Meral Vural Leblebicioğlu, hocasını Erdener Konçertino'yla andı
Vefa, değerbilirlik önemli duygular. Özellikle mesleklerinde yeni değerlerin yetişmesine “Yolaç”anların unutulmaması, unutturulmaması için çalışmak, tarihsel bağlamda bir zincirin halkalarında kopukluğa yol açmadan anmaları gerçekleştirmek aynı zamanda bir görev.
Bu anlayışla baktığımızda, HÜ Ankara Devlet Konservatuvarı'nın obua öğretmeni Meral Vural Leblebicioğlu'nu gönülden alkışlamak gerek. Cumhuriyet döneminde konservatuvarın kuruluşundan itibaren pek çok obuacı yetiştiren solist ve duayen öğretmen Şakir Yolaç'ı, emeklilik günlerinde, doğum günlerinde unutmadı. Yolaç'ı geçtiğimiz 23 Temmuz'da yitirdik. 22 Aralık ise onun 93. yaşgünüydü. Kurumu ve Meral V. Leblebicioğlu Şakir Yolaç'ı bir konserle andı.
Leblebicioğlu, Yolaç anısına, okulun kompozisyon hocalarından, üçüncü kuşağın önemli bestecilerinden Turgay Erdener'in Obua ve Yaylı Orkestra için Konçertino'sunu seslendirdi. Bestecinin 1992'de yazdığı eserin ilk seslendirmesini belleğim beni yanıltmıyorsa Düsseldorf'ta yerleşik obuacımız Taşkın Oray, şef Rengim Gökmen yönetiminde Almanya'da yapmıştı. Leblebicioğlu bu sevimli, makamsal özellikler de taşıyan eseri, şef Alessandro Cedrone yönetimindeki Hacettepe Yaylıları'nın eşliğinde, nefesine hocasına olan vefa duygularını da yükleyerek seslendirdi. Dinmeyen alkışlar karşısında solist ve yaylılar son bölümü tekrarlayarak dinleyiciyi ödüllendirdi. Başkemancı sandalyesinde bu kez Seda Baykara oturuyordu. Ayşe Akçay, nihayet Ocak ayında yapacağı doğum öncesi izne ayrılabilmişti.

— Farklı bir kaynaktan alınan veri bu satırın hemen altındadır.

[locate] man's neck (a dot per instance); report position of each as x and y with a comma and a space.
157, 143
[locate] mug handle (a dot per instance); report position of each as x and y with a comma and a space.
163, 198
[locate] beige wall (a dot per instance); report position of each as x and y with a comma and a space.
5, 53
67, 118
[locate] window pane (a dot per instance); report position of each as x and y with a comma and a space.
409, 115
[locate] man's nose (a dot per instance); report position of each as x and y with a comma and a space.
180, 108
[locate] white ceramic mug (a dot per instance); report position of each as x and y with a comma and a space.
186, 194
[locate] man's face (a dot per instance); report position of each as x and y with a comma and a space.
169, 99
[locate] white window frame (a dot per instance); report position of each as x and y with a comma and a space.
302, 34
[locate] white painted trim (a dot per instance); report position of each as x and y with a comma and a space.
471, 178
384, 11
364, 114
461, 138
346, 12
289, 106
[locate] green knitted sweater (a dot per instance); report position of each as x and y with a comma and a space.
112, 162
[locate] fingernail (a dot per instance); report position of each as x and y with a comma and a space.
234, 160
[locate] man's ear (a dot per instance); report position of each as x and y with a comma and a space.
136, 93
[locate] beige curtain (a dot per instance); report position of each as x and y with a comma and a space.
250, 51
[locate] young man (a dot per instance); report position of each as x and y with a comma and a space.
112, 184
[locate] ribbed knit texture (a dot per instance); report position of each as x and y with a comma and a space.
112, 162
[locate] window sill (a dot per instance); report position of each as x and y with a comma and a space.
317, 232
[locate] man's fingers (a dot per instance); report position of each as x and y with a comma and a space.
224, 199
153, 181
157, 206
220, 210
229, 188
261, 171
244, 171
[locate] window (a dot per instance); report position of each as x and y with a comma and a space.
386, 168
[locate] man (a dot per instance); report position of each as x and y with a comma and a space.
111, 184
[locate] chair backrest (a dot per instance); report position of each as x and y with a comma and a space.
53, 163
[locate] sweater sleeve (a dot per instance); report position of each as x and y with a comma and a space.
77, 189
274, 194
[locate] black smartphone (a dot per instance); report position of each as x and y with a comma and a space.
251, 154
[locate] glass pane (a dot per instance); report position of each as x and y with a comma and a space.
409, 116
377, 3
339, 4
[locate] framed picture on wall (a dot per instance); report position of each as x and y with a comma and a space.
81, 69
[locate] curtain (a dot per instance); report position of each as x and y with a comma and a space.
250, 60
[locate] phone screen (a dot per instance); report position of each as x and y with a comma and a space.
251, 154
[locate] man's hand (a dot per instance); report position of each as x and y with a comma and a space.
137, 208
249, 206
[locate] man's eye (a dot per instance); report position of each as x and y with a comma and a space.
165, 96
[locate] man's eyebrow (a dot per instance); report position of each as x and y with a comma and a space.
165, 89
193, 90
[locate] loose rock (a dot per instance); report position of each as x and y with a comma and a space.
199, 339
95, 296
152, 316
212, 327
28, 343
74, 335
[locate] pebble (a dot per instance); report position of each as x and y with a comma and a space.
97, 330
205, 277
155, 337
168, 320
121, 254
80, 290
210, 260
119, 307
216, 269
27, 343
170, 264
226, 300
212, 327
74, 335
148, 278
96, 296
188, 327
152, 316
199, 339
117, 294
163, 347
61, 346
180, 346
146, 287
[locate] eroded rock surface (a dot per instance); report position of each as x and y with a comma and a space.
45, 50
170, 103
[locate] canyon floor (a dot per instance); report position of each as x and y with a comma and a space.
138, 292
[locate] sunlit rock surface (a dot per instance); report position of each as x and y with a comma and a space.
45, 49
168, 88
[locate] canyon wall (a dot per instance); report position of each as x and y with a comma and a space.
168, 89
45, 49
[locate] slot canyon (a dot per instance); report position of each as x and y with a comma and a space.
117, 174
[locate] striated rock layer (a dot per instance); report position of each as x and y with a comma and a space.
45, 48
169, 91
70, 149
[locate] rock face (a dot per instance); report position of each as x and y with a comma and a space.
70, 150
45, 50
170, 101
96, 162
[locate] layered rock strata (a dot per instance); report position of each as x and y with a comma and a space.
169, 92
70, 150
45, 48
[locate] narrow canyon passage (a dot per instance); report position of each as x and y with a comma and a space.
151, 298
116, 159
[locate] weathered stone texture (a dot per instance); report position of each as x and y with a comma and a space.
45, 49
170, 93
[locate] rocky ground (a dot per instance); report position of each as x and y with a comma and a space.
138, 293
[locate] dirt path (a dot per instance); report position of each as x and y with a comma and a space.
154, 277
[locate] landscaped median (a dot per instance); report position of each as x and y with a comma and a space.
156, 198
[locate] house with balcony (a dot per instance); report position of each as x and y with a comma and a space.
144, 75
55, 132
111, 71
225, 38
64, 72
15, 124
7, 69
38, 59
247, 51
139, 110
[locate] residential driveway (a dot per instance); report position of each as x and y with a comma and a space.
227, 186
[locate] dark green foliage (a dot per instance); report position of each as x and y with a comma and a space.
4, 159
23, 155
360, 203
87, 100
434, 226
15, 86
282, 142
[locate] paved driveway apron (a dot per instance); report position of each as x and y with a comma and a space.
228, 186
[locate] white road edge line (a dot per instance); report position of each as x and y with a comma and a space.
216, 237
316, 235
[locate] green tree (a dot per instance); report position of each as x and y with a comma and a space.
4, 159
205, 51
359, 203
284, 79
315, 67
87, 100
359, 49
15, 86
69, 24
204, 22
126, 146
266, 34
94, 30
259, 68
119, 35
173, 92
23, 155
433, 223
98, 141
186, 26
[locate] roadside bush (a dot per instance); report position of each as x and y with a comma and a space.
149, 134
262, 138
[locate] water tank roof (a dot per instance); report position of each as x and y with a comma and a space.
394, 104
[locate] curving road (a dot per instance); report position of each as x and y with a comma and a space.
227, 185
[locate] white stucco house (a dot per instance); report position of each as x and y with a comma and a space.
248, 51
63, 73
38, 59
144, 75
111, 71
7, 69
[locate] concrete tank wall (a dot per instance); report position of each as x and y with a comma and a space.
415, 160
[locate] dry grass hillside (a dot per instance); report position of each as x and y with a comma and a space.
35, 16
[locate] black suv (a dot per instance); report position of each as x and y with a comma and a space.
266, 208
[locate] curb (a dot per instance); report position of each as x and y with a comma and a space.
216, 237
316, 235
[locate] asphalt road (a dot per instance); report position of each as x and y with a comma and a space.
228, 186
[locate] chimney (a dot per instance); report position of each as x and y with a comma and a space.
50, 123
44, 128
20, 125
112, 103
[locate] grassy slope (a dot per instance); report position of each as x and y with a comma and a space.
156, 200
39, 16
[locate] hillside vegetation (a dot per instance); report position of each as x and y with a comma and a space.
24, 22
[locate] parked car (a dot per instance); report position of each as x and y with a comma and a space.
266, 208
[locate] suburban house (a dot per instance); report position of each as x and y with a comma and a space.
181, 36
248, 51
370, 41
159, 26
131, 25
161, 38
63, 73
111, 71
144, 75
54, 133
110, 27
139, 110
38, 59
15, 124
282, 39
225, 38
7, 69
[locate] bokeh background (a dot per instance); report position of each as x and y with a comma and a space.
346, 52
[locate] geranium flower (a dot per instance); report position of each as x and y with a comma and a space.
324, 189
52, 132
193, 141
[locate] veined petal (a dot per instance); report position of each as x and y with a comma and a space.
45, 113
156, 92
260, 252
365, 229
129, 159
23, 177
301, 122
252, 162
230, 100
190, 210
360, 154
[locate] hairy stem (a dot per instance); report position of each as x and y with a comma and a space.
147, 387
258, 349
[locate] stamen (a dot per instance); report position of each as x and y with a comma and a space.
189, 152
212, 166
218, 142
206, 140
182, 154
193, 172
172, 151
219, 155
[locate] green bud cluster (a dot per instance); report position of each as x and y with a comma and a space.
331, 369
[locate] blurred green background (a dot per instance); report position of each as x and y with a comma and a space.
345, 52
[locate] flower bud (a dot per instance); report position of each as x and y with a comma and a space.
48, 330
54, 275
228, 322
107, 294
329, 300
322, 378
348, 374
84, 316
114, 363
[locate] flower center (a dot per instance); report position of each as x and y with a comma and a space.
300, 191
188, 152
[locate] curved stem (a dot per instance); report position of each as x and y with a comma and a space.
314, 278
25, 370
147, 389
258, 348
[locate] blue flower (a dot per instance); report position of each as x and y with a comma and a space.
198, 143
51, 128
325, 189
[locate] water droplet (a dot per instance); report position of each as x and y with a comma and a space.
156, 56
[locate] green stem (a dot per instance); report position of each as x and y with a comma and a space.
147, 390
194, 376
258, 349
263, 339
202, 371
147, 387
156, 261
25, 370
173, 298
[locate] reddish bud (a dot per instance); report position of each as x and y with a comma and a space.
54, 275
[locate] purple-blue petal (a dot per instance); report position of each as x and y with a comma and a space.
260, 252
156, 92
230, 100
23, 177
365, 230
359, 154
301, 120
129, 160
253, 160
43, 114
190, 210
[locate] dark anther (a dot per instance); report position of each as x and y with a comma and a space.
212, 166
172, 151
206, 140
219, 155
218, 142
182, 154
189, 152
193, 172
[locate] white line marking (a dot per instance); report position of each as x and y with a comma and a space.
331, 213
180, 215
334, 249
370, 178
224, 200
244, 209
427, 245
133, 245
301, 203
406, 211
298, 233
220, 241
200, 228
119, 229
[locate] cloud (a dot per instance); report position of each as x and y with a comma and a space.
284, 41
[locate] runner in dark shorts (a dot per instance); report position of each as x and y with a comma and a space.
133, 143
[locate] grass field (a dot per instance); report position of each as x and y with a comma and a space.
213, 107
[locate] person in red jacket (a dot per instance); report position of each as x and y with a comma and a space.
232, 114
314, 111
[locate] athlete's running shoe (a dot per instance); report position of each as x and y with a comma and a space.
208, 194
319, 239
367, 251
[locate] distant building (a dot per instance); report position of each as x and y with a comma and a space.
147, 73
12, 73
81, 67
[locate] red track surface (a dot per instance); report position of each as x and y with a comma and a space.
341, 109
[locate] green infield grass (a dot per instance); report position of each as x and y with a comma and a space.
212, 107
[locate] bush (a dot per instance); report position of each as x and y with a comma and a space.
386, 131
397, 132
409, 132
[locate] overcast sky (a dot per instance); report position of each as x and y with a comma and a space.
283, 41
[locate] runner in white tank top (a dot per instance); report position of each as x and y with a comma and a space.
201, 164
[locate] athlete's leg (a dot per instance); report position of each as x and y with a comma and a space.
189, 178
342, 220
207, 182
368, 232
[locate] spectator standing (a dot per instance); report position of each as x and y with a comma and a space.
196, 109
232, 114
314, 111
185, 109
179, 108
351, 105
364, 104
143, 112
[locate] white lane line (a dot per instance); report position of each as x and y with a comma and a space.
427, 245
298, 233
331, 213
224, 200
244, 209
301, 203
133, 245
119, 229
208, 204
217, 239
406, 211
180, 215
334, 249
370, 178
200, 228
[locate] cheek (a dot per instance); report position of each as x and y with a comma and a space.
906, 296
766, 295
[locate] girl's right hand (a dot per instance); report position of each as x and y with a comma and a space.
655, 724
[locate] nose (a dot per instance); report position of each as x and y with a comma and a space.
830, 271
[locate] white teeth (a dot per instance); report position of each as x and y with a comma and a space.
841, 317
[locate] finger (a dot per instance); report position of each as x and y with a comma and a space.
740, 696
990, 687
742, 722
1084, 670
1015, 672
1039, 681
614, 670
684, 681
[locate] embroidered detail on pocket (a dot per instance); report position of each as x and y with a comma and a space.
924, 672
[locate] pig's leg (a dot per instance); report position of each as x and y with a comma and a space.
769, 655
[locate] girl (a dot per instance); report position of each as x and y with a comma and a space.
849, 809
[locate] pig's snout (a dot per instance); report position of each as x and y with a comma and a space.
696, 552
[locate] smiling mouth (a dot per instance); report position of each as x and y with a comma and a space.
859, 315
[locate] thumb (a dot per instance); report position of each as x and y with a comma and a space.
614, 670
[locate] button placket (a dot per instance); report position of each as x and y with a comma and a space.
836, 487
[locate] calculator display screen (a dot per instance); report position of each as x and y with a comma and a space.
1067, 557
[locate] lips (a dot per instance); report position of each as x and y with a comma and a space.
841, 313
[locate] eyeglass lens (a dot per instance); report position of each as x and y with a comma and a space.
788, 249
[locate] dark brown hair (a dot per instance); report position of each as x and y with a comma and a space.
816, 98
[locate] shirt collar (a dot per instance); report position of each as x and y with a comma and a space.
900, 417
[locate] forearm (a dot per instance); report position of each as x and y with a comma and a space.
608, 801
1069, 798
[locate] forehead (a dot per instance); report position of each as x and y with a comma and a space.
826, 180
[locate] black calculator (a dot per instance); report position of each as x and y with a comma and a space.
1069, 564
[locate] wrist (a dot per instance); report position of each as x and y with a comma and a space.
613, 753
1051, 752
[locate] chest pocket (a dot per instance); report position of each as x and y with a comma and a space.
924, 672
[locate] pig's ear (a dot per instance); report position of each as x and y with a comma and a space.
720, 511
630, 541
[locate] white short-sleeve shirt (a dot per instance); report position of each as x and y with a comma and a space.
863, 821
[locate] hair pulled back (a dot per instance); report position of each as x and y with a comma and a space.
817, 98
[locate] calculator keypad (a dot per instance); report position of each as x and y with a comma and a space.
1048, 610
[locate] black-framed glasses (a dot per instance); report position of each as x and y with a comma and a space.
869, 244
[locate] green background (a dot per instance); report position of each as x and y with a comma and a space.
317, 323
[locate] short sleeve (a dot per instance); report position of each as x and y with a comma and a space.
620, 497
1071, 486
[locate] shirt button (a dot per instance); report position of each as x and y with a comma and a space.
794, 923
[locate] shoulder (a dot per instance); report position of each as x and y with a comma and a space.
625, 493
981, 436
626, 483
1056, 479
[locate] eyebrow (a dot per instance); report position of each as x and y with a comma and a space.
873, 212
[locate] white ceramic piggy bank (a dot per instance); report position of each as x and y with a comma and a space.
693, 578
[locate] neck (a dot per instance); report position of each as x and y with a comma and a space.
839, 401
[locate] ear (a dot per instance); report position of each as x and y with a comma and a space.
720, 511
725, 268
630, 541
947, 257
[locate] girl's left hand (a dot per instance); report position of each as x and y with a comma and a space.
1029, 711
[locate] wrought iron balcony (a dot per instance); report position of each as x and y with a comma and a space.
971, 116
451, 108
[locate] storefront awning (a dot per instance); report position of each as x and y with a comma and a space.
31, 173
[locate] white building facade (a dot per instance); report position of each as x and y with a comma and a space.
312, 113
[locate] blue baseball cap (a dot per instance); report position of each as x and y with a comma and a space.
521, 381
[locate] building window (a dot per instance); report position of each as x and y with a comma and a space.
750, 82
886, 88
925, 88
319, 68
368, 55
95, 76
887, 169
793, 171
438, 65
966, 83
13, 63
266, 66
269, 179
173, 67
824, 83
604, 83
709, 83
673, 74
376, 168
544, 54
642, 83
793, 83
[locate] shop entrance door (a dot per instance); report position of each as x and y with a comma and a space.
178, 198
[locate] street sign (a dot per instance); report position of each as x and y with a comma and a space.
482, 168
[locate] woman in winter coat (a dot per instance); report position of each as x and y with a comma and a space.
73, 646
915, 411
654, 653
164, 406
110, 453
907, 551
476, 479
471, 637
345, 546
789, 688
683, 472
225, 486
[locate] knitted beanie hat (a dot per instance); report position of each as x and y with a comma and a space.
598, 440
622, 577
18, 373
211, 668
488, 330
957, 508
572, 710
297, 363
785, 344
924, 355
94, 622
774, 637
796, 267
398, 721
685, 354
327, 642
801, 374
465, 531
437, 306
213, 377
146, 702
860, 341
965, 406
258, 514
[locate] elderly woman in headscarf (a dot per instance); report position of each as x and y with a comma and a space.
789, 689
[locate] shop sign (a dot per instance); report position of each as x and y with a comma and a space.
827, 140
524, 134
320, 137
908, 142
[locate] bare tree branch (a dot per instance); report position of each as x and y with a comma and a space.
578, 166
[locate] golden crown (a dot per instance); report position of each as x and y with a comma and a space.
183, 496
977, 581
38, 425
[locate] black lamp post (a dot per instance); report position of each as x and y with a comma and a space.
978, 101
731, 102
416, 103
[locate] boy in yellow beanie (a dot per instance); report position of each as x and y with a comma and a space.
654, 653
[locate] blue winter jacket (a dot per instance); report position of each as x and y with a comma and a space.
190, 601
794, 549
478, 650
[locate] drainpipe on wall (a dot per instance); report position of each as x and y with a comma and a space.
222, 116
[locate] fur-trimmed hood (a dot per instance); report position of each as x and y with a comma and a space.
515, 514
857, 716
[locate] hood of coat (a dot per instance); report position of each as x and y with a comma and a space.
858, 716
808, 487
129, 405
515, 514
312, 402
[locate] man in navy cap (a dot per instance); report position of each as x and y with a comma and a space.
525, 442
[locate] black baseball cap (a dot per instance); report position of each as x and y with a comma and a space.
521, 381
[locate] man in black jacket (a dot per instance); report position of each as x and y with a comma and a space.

Konserden önce Yolaç'la ilgili fotoğraflardan oluşan bir küçük sinevizyon gösterildi. Eski fotoğrafları izlerken Yolaç'ın işini ne denli önemsediğini ve yaşamıyla özdeşleştirdiğini anımsadım. Yaşamanı "Ben 1922 doğumluyum. Senfoni orkestrasında 33 sene birinci obua çaldım. 54 sene çalıştım, birçok öğrenci yetiştirdim" diye özetleyiveren bu usta, Ankara Üflemeli Beşlisi'nin de üyesiydi. Yolaç'ın da ölümüyle hayatta sadece beşlinin kornocusu, Devlet Opera ve Balesi eski genel müdürlerinden, ADK'nın eski korno hocalarından Erol Gömürgen (d.1933) kaldı. Flütçü Mükerrem Berk, fagotçu Orhan Nuri Göktürk ve klarnetçi Aykut Doğansoy, önceki yıllarda aramızdan ayrılmışlardı. Göktürk'ü öğrencileri her yıl konserler, ustalık sınıfları düzenleyerek değişik illerde anıyorlar. Berk için bilmiyorum sonra kurucu müdürlüğünü yaptığı İDSO'da anma düzenleniyor mu? Doğansoy'u da sanırım öğrencileri ve CSO unutmayacaktır.
Konserden ilk yarının sonunda, bir başka görevim nedeniyle ayrılmak zorundaydım. Baktım Erol Gömürgen de gelmiş, bu anı konserine katılmıştı.
Evet, vefa ve kadirbilirlik, önemli, alkışa değer duygular... Büyüklerini, ustalarını, meslekdaşlarını unutmayanları kutluyoruz.